Reading Instruction: What You Can Do

To help ensure that state, district and school policies relating to early reading instruction and intervention are sound, state and local affiliate leaders must become as knowledgeable as possible about what a comprehensive, effective, research-based early reading program entails. Armed with that knowledge, affiliate leaders can advocate effectively for such a program—and the requisite supports classroom teachers and other staff will need to meet students' instructional needs.

Then, wherever possible, collaborate with the district to select or develop curricula, to select instructional materials and assessments and to identify professional development needs. Then, again working in tandem with the district, develop appropriate ways to allocate resources and designate time into the schedule for dedicated reading instruction, intervention for students who need it and professional development for staff—including classroom paraprofessionals and principals.

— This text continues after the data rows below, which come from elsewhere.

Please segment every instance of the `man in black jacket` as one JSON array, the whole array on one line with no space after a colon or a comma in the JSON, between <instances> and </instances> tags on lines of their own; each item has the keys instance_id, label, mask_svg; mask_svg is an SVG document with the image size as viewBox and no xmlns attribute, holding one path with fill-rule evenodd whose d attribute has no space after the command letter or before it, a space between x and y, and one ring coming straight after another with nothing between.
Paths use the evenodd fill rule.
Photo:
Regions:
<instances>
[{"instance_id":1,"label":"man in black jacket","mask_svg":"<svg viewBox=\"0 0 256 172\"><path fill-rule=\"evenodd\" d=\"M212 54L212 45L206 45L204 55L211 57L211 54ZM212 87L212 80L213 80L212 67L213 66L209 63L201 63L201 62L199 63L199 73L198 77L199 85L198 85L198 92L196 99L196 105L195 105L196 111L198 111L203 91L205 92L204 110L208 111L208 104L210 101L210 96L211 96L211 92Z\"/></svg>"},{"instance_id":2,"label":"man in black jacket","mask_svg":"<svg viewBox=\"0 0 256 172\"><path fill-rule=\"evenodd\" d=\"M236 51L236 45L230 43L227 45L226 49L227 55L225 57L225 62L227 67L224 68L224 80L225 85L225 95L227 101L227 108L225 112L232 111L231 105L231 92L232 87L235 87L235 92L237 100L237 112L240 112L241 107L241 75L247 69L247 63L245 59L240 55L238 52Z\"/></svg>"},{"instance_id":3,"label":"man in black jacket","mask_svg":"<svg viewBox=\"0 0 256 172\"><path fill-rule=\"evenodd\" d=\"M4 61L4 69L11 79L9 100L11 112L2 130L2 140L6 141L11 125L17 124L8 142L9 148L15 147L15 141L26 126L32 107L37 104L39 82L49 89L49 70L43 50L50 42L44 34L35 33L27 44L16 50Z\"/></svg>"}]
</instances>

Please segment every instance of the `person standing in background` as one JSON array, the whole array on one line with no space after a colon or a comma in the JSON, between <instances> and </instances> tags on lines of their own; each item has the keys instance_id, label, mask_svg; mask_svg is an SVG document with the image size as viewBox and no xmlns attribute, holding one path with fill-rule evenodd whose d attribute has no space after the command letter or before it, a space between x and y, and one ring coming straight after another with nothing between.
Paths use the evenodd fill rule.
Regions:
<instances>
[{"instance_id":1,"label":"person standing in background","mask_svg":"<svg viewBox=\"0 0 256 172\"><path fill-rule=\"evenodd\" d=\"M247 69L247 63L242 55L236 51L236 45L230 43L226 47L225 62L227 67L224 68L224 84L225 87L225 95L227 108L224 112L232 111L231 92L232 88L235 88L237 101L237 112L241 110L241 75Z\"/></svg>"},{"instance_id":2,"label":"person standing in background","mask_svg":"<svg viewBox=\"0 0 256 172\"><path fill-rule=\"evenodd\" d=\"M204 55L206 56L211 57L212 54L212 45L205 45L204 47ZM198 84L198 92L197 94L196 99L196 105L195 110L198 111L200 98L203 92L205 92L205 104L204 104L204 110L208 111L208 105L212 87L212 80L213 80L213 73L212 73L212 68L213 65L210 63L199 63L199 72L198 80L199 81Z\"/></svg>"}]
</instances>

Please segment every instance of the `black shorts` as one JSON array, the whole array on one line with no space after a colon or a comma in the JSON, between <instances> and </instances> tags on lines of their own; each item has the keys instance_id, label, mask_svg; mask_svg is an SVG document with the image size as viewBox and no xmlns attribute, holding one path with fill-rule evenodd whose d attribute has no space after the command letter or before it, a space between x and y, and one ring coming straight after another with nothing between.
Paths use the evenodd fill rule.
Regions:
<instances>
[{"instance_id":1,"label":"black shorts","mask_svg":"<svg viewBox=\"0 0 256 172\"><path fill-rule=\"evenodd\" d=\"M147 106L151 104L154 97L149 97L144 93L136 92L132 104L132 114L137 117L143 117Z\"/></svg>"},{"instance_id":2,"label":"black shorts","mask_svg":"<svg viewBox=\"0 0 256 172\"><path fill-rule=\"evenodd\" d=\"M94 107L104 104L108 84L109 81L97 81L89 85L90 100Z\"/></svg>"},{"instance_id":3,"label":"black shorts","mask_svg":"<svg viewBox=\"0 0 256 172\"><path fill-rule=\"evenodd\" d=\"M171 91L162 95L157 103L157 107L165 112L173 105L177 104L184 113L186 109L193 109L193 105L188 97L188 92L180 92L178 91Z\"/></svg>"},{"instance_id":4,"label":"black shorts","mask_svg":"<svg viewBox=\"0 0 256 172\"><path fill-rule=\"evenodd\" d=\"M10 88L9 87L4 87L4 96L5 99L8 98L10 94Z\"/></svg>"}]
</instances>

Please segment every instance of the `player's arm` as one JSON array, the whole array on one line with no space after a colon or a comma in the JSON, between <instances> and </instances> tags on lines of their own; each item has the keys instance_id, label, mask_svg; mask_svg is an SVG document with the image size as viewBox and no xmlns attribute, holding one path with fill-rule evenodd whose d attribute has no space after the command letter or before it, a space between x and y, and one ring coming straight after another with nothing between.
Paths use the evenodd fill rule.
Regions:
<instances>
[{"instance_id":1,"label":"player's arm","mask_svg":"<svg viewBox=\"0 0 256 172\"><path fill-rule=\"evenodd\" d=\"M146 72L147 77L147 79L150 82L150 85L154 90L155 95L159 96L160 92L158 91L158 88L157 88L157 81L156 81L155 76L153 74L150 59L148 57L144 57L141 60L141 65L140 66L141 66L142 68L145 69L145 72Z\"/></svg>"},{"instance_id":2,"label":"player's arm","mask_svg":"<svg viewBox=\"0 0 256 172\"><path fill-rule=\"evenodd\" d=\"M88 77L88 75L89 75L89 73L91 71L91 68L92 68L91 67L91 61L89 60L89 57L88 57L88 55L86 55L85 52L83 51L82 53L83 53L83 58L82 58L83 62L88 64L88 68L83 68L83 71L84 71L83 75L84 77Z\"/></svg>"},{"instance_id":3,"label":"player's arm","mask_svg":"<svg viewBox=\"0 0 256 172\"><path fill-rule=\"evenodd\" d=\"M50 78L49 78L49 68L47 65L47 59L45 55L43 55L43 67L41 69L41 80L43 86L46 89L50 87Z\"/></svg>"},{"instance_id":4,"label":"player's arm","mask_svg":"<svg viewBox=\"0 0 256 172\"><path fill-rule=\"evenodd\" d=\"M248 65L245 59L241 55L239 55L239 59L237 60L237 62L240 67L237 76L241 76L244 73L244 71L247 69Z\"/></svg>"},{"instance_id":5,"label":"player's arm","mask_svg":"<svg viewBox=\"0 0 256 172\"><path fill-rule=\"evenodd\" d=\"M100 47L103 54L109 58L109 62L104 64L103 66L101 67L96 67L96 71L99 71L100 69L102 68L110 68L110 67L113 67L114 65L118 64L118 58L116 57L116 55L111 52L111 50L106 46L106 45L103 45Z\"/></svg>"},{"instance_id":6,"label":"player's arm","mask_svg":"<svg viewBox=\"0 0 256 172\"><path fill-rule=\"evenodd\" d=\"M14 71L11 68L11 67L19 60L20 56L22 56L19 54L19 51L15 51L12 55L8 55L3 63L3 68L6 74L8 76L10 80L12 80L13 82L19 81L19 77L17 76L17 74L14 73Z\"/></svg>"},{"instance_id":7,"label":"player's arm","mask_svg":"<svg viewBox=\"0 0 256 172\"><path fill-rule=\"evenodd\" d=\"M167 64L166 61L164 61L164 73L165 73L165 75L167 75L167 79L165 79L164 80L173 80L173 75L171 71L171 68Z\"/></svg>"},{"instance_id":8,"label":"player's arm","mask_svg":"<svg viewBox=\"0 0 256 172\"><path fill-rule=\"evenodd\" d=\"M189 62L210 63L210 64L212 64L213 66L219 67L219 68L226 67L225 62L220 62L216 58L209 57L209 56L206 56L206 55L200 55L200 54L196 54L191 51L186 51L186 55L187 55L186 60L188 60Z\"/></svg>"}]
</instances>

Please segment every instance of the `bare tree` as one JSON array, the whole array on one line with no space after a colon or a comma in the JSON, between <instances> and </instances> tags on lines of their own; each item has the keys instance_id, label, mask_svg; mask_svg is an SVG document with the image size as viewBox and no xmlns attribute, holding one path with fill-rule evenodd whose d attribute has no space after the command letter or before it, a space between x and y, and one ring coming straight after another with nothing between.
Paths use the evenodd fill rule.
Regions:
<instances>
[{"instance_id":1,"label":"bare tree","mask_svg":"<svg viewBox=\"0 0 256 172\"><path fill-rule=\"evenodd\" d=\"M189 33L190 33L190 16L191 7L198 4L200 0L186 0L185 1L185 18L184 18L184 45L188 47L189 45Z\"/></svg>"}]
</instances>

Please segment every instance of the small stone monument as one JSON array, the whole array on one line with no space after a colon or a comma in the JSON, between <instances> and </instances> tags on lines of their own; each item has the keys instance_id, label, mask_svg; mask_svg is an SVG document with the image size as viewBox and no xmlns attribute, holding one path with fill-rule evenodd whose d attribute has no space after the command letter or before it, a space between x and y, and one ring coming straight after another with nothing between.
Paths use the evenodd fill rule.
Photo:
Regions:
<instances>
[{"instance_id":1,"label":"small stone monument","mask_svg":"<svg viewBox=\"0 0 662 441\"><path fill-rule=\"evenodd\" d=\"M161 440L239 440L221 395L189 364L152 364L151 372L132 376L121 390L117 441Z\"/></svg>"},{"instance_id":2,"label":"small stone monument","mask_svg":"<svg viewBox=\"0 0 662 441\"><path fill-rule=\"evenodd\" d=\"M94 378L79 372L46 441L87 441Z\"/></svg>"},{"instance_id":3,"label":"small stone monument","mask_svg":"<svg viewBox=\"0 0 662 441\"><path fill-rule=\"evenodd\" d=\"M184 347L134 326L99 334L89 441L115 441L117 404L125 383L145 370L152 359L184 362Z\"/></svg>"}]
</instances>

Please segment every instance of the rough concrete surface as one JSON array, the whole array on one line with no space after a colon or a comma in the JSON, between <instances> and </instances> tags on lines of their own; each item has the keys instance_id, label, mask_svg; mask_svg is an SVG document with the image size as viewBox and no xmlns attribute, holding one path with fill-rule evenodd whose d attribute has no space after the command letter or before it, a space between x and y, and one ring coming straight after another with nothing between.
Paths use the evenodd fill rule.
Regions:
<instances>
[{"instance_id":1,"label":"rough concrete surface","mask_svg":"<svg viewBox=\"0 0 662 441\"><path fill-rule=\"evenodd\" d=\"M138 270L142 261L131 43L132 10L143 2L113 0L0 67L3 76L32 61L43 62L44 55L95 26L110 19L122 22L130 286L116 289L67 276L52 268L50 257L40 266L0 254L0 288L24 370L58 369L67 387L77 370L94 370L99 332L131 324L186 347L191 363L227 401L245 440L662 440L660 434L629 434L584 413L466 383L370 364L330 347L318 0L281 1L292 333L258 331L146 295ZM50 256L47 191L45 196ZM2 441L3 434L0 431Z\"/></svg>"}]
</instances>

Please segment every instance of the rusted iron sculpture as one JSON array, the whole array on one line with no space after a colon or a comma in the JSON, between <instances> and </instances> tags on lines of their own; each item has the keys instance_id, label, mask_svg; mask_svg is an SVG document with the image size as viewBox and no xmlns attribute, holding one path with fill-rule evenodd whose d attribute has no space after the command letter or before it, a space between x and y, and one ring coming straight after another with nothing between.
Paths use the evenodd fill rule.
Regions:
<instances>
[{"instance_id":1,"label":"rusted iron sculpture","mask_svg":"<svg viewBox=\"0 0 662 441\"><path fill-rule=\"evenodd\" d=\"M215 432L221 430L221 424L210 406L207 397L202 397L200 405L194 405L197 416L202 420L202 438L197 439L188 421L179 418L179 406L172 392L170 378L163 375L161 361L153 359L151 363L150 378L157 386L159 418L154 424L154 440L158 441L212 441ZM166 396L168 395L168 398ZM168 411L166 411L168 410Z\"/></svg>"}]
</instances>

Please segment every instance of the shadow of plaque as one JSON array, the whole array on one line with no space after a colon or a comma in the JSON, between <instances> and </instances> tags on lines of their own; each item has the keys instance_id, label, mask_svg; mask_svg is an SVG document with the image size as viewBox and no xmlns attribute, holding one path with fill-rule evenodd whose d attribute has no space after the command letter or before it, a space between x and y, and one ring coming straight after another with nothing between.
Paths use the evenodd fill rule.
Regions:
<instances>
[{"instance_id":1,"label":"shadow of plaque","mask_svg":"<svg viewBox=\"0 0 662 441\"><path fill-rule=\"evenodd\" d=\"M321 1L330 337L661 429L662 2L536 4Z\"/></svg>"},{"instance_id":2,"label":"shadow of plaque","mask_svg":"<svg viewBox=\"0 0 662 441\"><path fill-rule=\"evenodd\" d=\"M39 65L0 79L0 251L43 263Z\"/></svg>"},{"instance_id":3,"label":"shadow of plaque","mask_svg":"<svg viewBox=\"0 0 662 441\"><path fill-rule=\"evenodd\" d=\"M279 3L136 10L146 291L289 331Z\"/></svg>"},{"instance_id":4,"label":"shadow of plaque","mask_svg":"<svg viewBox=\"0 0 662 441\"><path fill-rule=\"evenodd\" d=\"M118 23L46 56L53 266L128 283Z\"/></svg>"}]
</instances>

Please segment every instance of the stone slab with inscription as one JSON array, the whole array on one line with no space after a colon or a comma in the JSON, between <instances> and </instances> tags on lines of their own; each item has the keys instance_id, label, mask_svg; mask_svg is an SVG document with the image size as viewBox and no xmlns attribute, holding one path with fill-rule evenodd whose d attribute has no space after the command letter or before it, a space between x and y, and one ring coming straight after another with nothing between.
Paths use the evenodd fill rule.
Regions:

Within the structure of affiliate governance and operations, give a high priority to efforts relating to improving early reading instruction. Designate a team of union leaders and members whose responsibility is to help troubleshoot ways in which members need union support/ intercession on matters relating to early reading instruction and intervention.

If possible, participate in the AFT's Educational Research and Dissemination (ER&D) training to learn how reading research has been translated and aligned with effective instructional practices. If ER&D is not an option, become involved in vetting and then participating in other professional development opportunities.

Collaborate with local organizations, including parent groups, to share information with parents and other caregivers about how they can help support their children's early reading achievement.